There’s really nothing wrong with that.
It does serve to remind us of how completely ludicrous it is to live anywhere where the average temperature regularly can fry eggs on sidewalks and then to crank that temperature higher by seeding the landscape with vast oceans of concrete and asphalt that retain and concentrate that heat. Forget the choking smog of vehicles, the real source of the heat is the reflective glass and the concentration of bodily energy transfer. The apartment buildings with their stacks of individual environments, bio-pods of isolation, and the big box stores with row upon row of glowing fluorescent lights filling their industrial ceiling areas. Humans pursue individual areas of ideal environment by creating vast support systems that directly create hostile areas around that environment.
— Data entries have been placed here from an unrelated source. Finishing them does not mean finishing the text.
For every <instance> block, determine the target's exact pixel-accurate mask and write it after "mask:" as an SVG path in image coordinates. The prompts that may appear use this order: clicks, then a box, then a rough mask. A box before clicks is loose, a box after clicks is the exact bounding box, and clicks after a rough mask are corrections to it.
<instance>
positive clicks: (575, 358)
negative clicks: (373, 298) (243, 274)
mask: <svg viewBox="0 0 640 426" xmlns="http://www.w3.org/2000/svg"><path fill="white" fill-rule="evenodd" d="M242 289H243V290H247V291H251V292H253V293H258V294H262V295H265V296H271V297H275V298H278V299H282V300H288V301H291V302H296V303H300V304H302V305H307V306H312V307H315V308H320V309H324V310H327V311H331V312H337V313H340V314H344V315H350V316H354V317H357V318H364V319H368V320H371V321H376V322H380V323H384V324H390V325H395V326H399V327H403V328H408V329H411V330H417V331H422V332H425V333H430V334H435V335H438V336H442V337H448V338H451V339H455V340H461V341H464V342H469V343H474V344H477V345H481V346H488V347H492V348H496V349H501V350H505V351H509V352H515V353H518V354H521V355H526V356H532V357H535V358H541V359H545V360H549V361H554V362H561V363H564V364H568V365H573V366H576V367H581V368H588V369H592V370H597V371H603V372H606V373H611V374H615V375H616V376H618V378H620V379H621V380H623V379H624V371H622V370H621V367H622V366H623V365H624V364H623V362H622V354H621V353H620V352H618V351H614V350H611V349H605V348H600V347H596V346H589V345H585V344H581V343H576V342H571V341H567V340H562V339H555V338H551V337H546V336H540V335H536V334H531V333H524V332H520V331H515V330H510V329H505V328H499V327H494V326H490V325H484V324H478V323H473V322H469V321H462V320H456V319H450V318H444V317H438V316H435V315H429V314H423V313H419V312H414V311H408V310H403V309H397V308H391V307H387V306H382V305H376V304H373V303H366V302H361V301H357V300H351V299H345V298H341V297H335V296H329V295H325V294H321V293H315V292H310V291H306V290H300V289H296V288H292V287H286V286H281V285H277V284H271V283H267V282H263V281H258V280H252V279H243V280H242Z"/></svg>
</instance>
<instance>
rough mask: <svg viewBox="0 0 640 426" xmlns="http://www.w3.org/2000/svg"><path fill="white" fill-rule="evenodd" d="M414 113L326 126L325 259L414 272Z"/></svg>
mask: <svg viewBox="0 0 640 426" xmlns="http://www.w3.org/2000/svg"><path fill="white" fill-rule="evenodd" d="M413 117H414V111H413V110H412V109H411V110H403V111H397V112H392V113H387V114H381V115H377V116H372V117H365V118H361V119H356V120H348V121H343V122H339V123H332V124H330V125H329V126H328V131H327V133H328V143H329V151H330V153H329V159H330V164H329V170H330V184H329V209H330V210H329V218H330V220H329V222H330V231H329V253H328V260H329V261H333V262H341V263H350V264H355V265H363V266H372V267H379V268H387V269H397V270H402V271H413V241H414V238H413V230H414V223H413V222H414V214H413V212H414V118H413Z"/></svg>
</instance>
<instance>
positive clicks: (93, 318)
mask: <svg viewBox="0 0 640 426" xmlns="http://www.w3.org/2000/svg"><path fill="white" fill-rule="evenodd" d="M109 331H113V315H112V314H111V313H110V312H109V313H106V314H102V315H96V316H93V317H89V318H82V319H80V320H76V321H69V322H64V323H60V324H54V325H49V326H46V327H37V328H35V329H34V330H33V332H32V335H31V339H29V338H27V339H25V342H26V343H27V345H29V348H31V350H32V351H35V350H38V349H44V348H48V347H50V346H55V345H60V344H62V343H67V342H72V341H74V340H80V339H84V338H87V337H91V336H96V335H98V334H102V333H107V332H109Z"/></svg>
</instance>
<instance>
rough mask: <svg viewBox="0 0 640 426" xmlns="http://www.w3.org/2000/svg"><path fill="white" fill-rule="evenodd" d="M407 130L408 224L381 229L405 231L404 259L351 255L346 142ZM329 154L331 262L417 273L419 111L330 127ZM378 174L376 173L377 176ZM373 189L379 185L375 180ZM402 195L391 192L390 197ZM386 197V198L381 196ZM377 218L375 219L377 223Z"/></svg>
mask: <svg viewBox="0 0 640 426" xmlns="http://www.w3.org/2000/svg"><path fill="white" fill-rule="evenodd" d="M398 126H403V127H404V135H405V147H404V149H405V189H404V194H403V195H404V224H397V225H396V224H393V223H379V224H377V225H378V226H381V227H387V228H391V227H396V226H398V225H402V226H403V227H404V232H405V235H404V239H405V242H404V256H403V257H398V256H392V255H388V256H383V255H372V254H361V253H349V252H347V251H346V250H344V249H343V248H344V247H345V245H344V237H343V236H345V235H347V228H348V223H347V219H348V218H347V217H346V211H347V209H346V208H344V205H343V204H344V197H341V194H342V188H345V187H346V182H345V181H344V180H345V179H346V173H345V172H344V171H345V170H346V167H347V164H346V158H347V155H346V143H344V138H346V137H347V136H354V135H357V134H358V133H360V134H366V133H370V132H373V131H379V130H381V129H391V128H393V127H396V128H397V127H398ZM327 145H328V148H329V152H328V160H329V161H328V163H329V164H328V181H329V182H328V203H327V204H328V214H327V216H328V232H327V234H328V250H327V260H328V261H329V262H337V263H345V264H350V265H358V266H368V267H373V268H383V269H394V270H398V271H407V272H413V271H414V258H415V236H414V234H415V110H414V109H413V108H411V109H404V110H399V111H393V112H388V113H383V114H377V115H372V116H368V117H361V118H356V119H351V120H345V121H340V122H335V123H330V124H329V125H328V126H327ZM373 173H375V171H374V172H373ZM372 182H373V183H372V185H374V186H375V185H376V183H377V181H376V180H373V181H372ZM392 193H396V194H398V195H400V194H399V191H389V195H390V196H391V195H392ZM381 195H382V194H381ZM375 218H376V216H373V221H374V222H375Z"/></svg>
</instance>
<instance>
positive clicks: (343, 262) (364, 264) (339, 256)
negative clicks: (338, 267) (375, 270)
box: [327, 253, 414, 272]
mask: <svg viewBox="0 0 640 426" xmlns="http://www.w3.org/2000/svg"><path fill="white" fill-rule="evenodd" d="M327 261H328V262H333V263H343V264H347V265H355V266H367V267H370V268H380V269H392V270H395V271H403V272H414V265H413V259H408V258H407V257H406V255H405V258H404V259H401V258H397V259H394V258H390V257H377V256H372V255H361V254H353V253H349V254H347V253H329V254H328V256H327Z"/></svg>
Also, anyone ever think about where that water is coming from? My family has worked on water wells for a couple generations, and even I am barely conscious of what I’m doing when I pull another glass of life giving water from the tap and slug it down.
Desert life, from LA to Dallas to Las Vegas, is in constant combat with the environment. The desert wants everything brown and flat. The blowing wind, sand, and punishing sun all say: adapt or die. The wildlife is all scavengers, burrowers, or actively venomous. The few true predators live in the mountains and other cool areas, and subsist by killing the scavengers, each other, or becoming scavengers themselves. Even the plants are thorned and poisonous.
So when the power goes out, it just reminds us that in the event of societal collapse. We are the first to go.